# Back to the basics of my self exploration...does this sound like depression or not?



## HotthenCold (Apr 6, 2013)

Hi there,

I'm thinking myself in circles (or toroidal vortices) so I don't know if this feeling is depression or just a hideous amount of self indulgence and laziness...

I often get stuck in ruts where I don't feel like doing anything. A more accurate way to describe the feeling is a mixture of dread and indifference. I do enough to keep my life together. I pay my rent, have a job, groceries, etc, but anything beyond that is very difficult. I find it very hard to concentrate and increasingly can't be bothered. For example I could read the most interesting headline about a subject that interests me, but once I start reading the actual article I get extremely bored and impatient and move on to something else. I type like a madman because I really just want to be finished. I barely think sentences and paragraphs through because I always feel impatient and bored and want to do something else....then I get to something else and don't want to do it either. I'm lucky enough to have a job that gives me lots of free time, but I'm alone and so I end up spending a lot of time doing nothing. I feel like I'm wasting my life but when it comes down to it I'm a mixture of hyperactive and melancholic...

Does this sound like depression or just bad habits?


----------



## David Baxter PhD (Apr 6, 2013)

Hotthencold, what you describe could suggest a variety of diagnoses but online diagnoses is at best unethical and foolish and we simply don't permit it here.

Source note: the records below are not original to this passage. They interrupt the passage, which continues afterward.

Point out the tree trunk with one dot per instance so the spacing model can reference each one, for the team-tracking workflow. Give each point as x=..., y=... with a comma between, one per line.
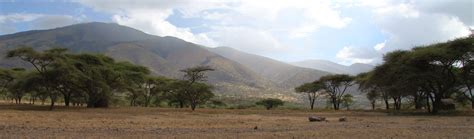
x=193, y=106
x=373, y=105
x=53, y=99
x=181, y=104
x=334, y=103
x=67, y=97
x=417, y=100
x=387, y=106
x=436, y=104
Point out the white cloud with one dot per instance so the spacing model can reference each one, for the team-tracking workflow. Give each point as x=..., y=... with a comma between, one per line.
x=38, y=21
x=380, y=46
x=247, y=39
x=351, y=54
x=410, y=24
x=151, y=16
x=405, y=31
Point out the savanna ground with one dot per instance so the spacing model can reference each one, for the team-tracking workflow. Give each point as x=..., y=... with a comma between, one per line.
x=130, y=122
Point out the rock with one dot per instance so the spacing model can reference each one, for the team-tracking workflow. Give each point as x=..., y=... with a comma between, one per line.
x=342, y=119
x=316, y=119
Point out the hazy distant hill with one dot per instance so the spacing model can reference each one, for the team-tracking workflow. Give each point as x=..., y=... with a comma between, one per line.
x=164, y=55
x=332, y=67
x=285, y=75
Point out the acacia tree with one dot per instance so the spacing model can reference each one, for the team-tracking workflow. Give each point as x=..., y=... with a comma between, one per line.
x=194, y=92
x=42, y=61
x=463, y=50
x=198, y=93
x=366, y=85
x=313, y=91
x=270, y=103
x=336, y=86
x=347, y=100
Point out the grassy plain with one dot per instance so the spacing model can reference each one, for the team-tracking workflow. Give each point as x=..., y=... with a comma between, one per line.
x=130, y=122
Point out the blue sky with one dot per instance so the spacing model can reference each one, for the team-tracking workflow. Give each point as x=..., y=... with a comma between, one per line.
x=343, y=31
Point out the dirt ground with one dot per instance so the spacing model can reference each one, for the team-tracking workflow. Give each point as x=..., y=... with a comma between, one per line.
x=36, y=121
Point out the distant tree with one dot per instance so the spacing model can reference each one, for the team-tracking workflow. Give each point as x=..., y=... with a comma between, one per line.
x=194, y=92
x=198, y=93
x=196, y=74
x=347, y=101
x=42, y=61
x=16, y=86
x=336, y=86
x=372, y=96
x=313, y=91
x=270, y=103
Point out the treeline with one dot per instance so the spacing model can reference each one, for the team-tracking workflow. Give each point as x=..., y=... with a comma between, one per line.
x=426, y=76
x=94, y=79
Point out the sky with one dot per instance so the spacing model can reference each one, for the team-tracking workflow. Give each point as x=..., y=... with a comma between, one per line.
x=342, y=31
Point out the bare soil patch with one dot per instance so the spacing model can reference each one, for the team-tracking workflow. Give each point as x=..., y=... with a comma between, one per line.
x=36, y=121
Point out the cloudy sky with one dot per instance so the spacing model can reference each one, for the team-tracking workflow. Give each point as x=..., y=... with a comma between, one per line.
x=343, y=31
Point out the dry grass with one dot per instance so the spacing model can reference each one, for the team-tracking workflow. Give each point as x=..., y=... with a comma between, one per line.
x=36, y=121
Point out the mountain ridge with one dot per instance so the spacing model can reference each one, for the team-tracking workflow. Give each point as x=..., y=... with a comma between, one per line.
x=333, y=67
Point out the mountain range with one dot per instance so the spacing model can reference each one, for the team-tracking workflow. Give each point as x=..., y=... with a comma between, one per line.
x=237, y=74
x=325, y=65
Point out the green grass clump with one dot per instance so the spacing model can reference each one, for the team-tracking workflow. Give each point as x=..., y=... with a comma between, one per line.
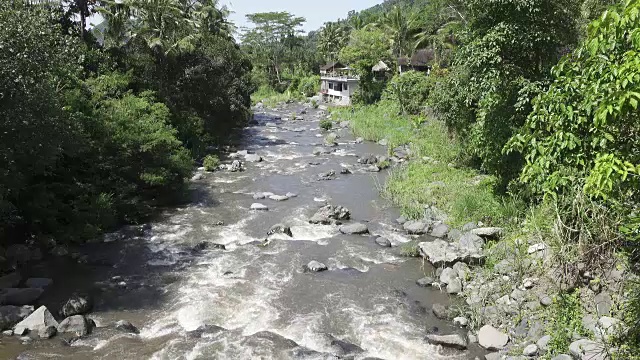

You need to see a face-to-face clinician with the expertise and authority to ask you some pertinent questions about your symptoms and your personal and family history and provide you with an informed diagnostic impression.


----------



## Banned (Apr 6, 2013)

I don't know what it sounds like but I can relate to a lot of it too.  I dont' feel like its bad habits (for me)...I just feel like it's how my moods drift and swing and my interests shift even in the moment.  I don't focus on very much for very long so it's not something I had thought much about in the past, to be honest, but yes, I too experience a lot of this.


----------



## David Baxter PhD (Apr 6, 2013)

Turtle said:


> I don't focus on very much for very long so it's not something I had thought much about in the past



Perhaps that's the problem. Perhaps that's the first thing that needs to change.


----------



## Banned (Apr 7, 2013)

I've been that way my whole life. I rarely finish anything I start. Big projects are a bad idea for me. I am notorious for starting everything and finishing nothing because I lose interest after ten minutes. I've had half painted rooms in the house, half cleaned rooms, loads of laundry half done, university started and never finished, dozens of books started and never finished, agility equipment in my garage half built, recipes half mixed in the freezer, the list could go on forever. I get sometimes big, and sometimes little ideas, and run with them, and then stop right after starting. 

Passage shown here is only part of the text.